Re: [PATCH v6 08/42] x86/sev-es: initialize sev_status/features within #VC handler

Michael Roth <michael.roth@xxxxxxx> · Thu, 21 Oct 2021 16:34:27 -0500

On Thu, Oct 21, 2021 at 04:48:16PM +0200, Borislav Petkov wrote:
> On Wed, Oct 20, 2021 at 11:10:23AM -0500, Michael Roth wrote:
> > At which point we then switch to using the CPUID table? But at that
> > point all the previous CPUID checks, both SEV-related/non-SEV-related,
> > are now possibly not consistent with what's in the CPUID table. Do we
> > then revalidate?
> 
> Well, that's a tough question. That's basically the same question as,
> does Linux support heterogeneous cores and can it handle hardware
> features which get enabled after boot. The perfect example is, late
> microcode loading which changes CPUID bits and adds new functionality.
> 
> And the answer to that is, well, hard. You need to decide this on a
> case-by-case basis.
> 
> But isn't it that the SNP CPUID page will be parsed early enough anyway
> so that kernel proper will see only SNP CPUID info and init properly
> using that?

At the time I wrote that I thought you were suggesting moving the SNP CPUID
table initialization to where sme_enable() is in current upstream, so it
seemed worth mentioning, but since the idea was actually to move all the
sev_status initialization in sme_enable() earlier in the code to where
SNP CPUID table init needs to happen (before first cpuid calls are made), I
this scenario is avoided.

> 
> > Even a non-malicious hypervisor might provide inconsistent values
> > between the two sources due to bugs, or SNP validation suppressing
> > certain feature bits that hypervisor otherwise exposes, etc.
> 
> There's also migration, lemme point to a very recent example:
> 
> https://nam11.safelinks.protection.outlook.com/?url=https%3A%2F%2Flore.kernel.org%2Fr%2F20211021104744.24126-1-jane.malalane%40citrix.com&amp;data=04%7C01%7Cmichael.roth%40amd.com%7C4aaa998fcd134c8d054608d994a1d1aa%7C3dd8961fe4884e608e11a82d994e183d%7C0%7C0%7C637704245057316093%7CUnknown%7CTWFpbGZsb3d8eyJWIjoiMC4wLjAwMDAiLCJQIjoiV2luMzIiLCJBTiI6Ik1haWwiLCJXVCI6Mn0%3D%7C1000&amp;sdata=OKO9o3YzKwRkyWPpam2%2Fxn4aRSMKtPEnZjn05g81SP8%3D&amp;reserved=0
> 
> which is exactly what you say - a non-malicious HV taking care of its
> migration pool. So how do you handle that?

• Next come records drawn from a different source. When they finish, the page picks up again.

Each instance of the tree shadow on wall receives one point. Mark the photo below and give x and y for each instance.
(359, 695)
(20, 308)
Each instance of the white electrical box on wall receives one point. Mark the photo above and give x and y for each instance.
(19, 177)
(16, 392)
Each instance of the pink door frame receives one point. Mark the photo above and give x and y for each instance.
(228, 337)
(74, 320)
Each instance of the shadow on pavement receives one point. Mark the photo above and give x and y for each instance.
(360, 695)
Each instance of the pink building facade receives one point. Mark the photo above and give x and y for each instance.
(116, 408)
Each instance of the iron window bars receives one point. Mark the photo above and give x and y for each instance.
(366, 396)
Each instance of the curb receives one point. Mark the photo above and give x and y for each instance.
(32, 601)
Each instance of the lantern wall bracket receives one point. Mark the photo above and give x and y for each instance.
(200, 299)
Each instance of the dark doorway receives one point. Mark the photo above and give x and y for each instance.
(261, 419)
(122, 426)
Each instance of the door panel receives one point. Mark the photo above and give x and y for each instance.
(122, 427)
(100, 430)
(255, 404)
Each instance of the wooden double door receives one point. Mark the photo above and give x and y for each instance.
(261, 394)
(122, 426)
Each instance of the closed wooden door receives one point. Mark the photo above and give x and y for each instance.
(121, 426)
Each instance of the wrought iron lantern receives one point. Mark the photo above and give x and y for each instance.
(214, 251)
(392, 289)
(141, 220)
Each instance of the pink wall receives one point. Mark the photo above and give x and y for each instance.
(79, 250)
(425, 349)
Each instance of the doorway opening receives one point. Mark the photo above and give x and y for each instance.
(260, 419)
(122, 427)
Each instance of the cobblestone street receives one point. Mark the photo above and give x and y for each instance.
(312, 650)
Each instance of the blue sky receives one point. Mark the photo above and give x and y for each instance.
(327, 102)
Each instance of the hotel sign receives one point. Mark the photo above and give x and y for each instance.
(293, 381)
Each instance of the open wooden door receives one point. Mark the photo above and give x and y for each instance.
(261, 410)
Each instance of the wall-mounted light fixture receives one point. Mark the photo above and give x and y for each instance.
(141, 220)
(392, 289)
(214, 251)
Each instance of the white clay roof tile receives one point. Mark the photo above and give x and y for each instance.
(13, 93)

I concur with David's assessment on that solution being compatible with
CPUID enforcement policy. But it's certainly something to consider more
generally.

Fortunately I think I misspoke earlier, I thought there was a case or 2
where bits were suppressed, rather than causing a validation failure,
but looking back through the PPR I doesn't seem like that's actually the
case. Which is good, since that would indeed be painful to deal with in
the context of migration.